Waste of a life
Every family has been damaged by the nearly continuous war in Afghanistan for decades. Mahbooba Farid Karimi writes about a young man killed in July by a suicide bomber in Kabul.
Years of war in Afghanistan have killed an estimated one and a half million people. There may be only a few families who have not lost a brother or father, sister or mother in the violence.
Ahmad Sayar was killed in Golayee Dawakhana in the west of Kabul in a suicide attack on a bus at 7 in the morning on July 24 this year. The bombing killed 30 people and injured 50, most of them civilians. The Taliban accepted responsibility.
Sayar who had recently graduated from university and was looking for a job, was among the dead.
Fawzia his 55-year-old aunt cannot stop crying when talking about Sayar's death nearly six months after the incident. "He was 22 years old, simply standing at a bus stop waiting for a bus when the suicide bomber struck," she says. She adds that her sister's son had overcome many difficulties arising out of the family's poverty to finish school and study in university.
She says her nephew had so many dreams that were cut short by his senseless death.

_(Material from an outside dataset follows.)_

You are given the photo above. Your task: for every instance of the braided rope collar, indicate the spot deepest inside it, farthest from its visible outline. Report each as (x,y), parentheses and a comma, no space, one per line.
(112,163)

"It is not only Ahmad Sayar who is a victim of destructive wars in Afghanistan. There are tens of thousands of youth who are victims of the policies of politicians," says Fawzia's daughter Fatema. She believes politics – domestic and international – will not allow peace to be restored in the country. "How long will this tyranny continue? How long our youths like Ahmad should go under the earth? What is the fault of our youths? Why should we be killed every day? Our martyred compatriots were not members of any political party, they were just Afghans and they had the right to live in this country according to the laws of this land."
Some of Sayar's relatives have gathered in the family home to remember the young man, and rue the waste of a life and education that could have contributed to society. His cousin Fatema repeats a line from a poem that he often quoted. "Waters go and the stones remain."